Perovskia grows into a multi-stemmed clump with flower panicles at the end of each stem.The finely-cut silvery grey-green foliage is intensely aromatic all season long. In the early spring its woody stems need to be cut down to 6 inches from the ground. It can also be trimmed in the fall but then one would lose the winter interest that the spent flowers offer.

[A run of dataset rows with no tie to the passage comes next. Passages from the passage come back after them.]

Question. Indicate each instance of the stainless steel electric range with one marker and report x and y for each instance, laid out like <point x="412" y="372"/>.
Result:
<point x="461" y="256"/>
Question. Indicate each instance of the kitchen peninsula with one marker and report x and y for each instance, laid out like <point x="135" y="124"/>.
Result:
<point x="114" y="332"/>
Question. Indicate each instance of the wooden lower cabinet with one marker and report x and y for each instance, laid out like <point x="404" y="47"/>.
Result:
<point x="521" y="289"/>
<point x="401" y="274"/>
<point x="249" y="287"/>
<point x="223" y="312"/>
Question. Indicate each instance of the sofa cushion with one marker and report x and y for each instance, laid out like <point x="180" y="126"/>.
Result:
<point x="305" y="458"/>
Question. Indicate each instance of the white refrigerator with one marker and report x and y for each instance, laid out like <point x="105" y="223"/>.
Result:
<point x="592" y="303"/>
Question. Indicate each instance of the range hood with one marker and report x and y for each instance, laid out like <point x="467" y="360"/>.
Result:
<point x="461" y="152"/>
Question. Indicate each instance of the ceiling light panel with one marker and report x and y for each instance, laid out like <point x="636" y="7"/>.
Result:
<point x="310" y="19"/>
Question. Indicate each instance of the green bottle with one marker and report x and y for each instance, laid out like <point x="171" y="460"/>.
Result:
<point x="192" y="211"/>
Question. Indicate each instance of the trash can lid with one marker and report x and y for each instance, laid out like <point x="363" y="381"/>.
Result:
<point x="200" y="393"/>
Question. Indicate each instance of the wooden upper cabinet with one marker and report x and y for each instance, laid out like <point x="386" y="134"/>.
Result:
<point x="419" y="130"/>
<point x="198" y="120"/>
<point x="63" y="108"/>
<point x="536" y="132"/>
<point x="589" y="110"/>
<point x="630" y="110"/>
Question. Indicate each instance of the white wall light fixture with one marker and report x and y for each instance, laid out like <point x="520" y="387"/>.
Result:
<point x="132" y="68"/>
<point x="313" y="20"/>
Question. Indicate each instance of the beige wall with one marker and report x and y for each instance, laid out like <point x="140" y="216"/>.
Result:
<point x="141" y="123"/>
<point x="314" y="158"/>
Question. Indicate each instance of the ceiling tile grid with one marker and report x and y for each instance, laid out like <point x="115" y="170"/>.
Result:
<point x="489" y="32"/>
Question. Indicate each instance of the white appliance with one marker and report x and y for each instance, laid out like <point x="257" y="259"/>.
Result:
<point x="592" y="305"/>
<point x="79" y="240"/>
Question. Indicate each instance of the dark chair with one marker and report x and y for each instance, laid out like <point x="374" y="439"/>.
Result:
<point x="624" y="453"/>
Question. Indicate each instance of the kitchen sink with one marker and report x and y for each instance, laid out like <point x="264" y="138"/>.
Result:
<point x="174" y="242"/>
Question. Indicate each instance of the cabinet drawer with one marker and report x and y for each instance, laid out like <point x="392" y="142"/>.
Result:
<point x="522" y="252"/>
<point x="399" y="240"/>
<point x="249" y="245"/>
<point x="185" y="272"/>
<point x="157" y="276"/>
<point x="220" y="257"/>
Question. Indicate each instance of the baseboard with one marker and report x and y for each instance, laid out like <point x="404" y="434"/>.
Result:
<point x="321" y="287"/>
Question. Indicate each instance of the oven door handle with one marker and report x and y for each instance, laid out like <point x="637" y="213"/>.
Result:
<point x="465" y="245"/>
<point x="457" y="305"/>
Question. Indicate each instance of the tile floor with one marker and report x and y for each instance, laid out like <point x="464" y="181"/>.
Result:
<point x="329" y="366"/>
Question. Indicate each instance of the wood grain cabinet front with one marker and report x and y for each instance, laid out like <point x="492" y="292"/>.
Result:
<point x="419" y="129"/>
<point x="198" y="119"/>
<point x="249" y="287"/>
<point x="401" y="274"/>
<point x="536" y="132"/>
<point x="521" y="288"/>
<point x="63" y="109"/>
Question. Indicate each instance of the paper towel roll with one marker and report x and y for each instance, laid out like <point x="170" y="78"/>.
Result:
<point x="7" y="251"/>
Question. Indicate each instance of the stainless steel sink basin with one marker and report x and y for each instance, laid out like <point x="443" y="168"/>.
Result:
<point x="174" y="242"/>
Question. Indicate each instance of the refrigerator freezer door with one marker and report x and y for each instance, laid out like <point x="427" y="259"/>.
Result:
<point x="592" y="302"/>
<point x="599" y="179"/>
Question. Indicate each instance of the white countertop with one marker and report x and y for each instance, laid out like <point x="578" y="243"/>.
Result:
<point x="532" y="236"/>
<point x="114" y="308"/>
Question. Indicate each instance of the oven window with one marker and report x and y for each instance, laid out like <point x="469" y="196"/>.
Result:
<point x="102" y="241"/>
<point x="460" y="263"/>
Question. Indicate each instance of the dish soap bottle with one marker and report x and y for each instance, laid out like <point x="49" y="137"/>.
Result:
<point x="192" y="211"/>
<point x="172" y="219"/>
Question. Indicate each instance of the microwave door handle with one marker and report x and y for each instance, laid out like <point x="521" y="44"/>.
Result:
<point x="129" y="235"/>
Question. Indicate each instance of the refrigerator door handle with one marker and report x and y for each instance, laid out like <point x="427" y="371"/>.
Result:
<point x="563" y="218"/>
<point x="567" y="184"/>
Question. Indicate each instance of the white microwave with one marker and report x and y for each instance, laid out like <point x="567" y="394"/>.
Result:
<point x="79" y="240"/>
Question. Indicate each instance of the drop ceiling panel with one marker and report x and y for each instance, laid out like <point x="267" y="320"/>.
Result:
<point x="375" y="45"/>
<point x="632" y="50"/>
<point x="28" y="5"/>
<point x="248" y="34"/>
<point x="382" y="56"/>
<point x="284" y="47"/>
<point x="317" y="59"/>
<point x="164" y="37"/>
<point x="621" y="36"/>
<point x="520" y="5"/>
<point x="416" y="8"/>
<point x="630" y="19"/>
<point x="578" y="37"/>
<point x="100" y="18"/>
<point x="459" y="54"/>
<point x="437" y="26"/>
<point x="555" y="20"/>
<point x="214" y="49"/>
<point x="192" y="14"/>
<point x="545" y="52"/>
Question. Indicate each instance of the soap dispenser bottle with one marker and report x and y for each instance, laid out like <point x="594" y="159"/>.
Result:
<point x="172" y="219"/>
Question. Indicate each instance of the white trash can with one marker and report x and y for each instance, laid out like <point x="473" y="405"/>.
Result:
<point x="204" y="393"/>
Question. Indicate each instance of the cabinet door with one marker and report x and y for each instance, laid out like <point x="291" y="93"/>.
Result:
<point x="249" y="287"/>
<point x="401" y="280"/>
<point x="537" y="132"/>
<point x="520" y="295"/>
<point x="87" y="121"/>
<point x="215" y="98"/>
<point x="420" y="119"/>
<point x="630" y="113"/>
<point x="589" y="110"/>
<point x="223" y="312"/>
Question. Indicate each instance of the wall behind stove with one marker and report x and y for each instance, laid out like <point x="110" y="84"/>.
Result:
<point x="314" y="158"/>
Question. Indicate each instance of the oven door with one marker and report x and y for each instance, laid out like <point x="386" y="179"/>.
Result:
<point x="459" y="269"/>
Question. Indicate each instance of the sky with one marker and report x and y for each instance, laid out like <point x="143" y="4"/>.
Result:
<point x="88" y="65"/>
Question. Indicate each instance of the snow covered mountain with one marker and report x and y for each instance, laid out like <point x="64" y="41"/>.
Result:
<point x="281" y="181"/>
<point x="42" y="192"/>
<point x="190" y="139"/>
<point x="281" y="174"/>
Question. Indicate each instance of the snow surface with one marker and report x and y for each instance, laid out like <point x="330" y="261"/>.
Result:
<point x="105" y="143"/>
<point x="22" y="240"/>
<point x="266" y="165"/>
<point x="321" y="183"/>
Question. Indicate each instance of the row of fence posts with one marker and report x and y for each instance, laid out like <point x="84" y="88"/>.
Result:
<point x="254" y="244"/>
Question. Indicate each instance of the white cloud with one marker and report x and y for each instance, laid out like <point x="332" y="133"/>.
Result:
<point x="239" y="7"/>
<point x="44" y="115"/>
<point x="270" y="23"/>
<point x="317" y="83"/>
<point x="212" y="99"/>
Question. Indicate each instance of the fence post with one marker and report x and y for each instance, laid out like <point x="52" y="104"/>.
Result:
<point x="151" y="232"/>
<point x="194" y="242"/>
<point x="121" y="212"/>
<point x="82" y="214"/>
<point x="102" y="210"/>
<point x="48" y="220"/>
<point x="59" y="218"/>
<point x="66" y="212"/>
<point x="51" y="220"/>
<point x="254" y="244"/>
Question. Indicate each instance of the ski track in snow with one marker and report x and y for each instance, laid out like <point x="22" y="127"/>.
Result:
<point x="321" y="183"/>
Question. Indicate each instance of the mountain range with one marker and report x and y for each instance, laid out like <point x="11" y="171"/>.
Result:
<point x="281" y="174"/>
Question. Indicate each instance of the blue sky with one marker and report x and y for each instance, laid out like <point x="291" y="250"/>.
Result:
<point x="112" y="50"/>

This perennial is easy care and does not like to be moved or divided. It will grow to 4 feet tall and 3 feet wide, is happy in zones 5a to 9b, loves full sun and above all, adds rich character to the garden from July until fall. Heat, drought or humidity will not affect the performance or the beauty of this versatile perennial. Use it as a foil for other plants, especially pink rose bushes. Plant the annual verbena bonariensis in front of Perovskia and the combination will take your breathe away.


Web Photos That I Like

This photograph demonstrates how critical it is to pay attention to the spacing of plants and the location of sun when planning a perennial garden. The key plants in this composition are tall pink Eupatoreum in the background and silver-blue Perovskia in the front of the border. The annual, Verbena  bonariensis, separates the two. In this picture, Perovskia appears to be growing horizontally instead of upright and stately as it is known to do. Usually a composition of pink and silver blue is eye-catching because the two colors play off against each other. It is less successful when Perovskia kneels to find the sun. What appears to have happened here is that Perovskia is being crowded out by the plant behind it and is not receiving full sun all day long. Instead, as the sun moves away from this composition, the Perovskia bends over to follow it. Many gardeners are content to leave this composition as it is and to enjoy the casualness of the composition. Those that insist on a neater looking garden, or who want the pink and silver-blue to be closer together, will stake Perovskia to keep it upright. Being a vigorous plant, strong stakes will be required. In the left foreground of the picture, the silver-green low-growing plant is Sedum. This photograph was taken at Kilmalu Gardens on Vancouver Island, British Columbia.